On appeal by the wife against the order, Held, the judge had not applied the proper test, the welfare of the child both moral and physical, being the paramount consideration and therefore the appeal must be allowed.”

In his judgment, Wrottesly, L.J. said at page 414:

“The welfare of the child, both moral and physical was the paramount consideration. It was impossible to say because a woman had once committed adultery, she was not a fit person vis-a-vis one who had not to look after a child. There was no suggestion that the mother was promiscuous or a bad mother or a bad housekeeper, or anything which made it undesirable for her to look after the child. All the evidence in the case is strongly in favour of leaving the child with her.”

Evershed L.J., (as he then was) also commented in concurrence as follows:

“This court is always loath to interfere with the discretion of a learned judge but I agree that here we are compelled to do so. The learned judge seems to have read the word “moral” into S.1 of the Guardianship of Infants Act 1925 before “welfare”. Further, he has inferred that a woman who has committed adultery will always repeat it. Both suppositions are wrong. It would not be right to snatch this female child of eight from her mother and force her to make a new start with her father and step mother. The court has sympathy with the father who has been gravely wronged and if he wants access to the child, not only on odd days, but for a substantial period during the holidays, he is entitled to have it.”
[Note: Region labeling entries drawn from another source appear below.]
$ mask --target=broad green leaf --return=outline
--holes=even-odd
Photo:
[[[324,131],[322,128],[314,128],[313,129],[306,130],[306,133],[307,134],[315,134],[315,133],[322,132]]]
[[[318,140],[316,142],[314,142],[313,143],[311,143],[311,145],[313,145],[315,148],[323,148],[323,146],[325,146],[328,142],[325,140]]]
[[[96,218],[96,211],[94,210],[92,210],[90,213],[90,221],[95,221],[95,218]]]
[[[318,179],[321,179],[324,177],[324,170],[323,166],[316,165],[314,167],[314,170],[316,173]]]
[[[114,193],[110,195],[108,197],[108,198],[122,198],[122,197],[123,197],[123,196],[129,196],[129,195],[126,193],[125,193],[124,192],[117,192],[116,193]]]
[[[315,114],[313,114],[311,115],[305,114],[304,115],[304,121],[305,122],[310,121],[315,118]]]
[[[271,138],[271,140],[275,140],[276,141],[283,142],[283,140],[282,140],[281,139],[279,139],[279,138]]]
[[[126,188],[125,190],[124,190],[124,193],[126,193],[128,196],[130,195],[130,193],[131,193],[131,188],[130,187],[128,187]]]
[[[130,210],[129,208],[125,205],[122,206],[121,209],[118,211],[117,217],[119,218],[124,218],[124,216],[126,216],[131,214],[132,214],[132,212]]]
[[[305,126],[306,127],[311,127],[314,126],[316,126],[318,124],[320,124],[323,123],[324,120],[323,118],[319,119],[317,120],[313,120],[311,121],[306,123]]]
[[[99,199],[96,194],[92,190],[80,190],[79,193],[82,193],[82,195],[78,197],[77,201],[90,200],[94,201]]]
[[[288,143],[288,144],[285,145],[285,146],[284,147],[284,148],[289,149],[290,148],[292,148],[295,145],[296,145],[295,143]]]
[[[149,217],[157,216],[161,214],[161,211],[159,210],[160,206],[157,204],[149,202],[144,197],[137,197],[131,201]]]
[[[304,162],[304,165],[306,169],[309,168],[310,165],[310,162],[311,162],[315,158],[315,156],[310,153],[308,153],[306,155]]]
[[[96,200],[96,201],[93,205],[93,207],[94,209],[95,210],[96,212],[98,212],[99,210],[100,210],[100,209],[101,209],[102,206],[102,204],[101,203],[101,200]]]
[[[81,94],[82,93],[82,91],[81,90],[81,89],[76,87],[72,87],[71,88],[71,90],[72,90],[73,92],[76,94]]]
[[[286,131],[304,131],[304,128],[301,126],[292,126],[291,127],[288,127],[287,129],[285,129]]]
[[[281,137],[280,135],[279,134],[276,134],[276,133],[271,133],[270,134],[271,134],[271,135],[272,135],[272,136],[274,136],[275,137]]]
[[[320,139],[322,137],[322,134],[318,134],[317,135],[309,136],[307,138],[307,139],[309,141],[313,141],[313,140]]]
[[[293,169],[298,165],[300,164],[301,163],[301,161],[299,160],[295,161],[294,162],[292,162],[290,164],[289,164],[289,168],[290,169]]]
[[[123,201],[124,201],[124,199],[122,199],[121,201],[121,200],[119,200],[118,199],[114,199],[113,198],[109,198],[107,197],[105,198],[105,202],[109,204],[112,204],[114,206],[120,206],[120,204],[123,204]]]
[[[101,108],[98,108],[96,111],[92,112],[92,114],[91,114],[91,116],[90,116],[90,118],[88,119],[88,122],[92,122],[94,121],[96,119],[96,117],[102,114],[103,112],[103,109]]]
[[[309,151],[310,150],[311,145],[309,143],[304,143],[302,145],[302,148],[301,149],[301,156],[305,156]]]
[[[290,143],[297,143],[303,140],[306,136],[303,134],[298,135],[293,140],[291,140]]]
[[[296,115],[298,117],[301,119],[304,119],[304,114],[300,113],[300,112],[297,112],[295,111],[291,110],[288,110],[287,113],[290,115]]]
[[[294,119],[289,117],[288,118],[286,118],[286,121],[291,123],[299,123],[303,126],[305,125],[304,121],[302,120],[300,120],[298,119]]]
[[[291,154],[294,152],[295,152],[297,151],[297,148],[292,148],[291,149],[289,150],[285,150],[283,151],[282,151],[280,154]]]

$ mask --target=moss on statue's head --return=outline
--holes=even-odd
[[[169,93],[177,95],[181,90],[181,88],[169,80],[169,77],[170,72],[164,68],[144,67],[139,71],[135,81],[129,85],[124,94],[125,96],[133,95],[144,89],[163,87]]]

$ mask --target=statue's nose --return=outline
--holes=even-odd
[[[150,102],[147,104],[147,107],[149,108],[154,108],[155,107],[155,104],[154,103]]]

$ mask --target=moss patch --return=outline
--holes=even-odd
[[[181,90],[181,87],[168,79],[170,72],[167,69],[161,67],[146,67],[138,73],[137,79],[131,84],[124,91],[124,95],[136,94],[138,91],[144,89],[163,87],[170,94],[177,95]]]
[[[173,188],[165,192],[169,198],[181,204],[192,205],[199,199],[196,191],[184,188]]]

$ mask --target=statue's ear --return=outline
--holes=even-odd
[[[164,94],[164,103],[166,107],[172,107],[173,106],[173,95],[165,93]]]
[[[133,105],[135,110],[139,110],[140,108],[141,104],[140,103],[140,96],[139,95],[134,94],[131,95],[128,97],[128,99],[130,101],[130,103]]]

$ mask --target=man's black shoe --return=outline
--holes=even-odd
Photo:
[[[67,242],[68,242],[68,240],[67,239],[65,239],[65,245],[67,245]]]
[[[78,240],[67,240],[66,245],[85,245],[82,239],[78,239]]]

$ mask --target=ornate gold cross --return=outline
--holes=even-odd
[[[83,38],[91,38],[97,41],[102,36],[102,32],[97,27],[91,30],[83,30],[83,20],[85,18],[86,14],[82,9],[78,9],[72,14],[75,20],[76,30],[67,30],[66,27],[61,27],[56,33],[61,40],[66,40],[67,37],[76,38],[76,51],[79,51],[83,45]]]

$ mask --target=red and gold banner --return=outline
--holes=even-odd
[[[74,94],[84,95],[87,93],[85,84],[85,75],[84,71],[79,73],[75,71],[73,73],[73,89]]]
In the case of Re W (an infant) (1963) 2 All ER. 706 at 711, Pennycuick, J. commented and I agree with him:

“I see force in the comment of the learned stipendiary that it is in the interest of the infant that the father should have a practical and effective interests in its education. I think however that this point is met to a great extent by the following considerations, namely:

(1) the fact that the mother had the custody would not prevent the father from making plans for the infant’s education;

(2) any order relating to an infant is in its nature subject to reviews and where the custody of the infant is given to one parent, it is always open to the other parent to make a further application to the court;

(3) it is also open to either parent to apply to the Chancery Division by way of wardship proceedings, and that is probably the right course in a case of any complexity;

(4) if one parent has legal custody and the other care and control, and they are unable to agree, a further application by one or other to the court is probably inevitable in any case.”

In this case, Pennycuiuk, J. held that he has no jurisdiction to award legal custody to one parent and care and control to another. But on appeal to the Court of Appeal, the decision was reversed. See R. W. (J.C.) (an infant) (1963) 3 All ER. In that case, Ormerod, L.J. at p. 462 said:

“It is true to say that the notion has developed considerably since 1886 for orders for divided custody to be made but I can see no reason why they cannot be made under the jurisdiction conferred by section 5 of the Act of 1886 without any unnecessary straining of the language of that section.

Upjohn, L.J. at p. 465 said on the same issue:

“It seems to me in those circumstances, quite impossible to construe this section as giving this very emasculated jurisdiction. The section plainly gives power to deal with custody not indivisibly but divisibly, that is to say in this sense that the court can deal with each and every aspect of the constituent elements of custody. It can give care and control to one parent with access to the other and can vest the remaining constituents of custody in the other as the stipendiary magistrates did in this case. Take for example, which does not arise here but which I have no doubt does frequently arise, parents may be of different religious belief and I can see nothing whatever to prevent care and control and charge of religious upbringing being committed to one parent and all the other constituents of custody vested in the other. This is a question of discretion in each case.”

And Davies, L.J. said at p. 467:

“So if ‘custody’ as the learned judge thought means custody whole and undivided it seems to me that there is no power to make orders for access, such as have been made for over one hundred years by the divorce courts, there being no jurisdiction to make them. This is quite impossible conclusion.”

I will therefore allow the appeal, set aside the decision of the Court of Appeal and in its stead, substitute the following orders:

The appellant and the respondent shall have joint custody of their daughter, Kafilat Abimbola Williams, the appellant exercising care and control of the child while the respondent takes charge of the education of the child. There will be no order as to costs.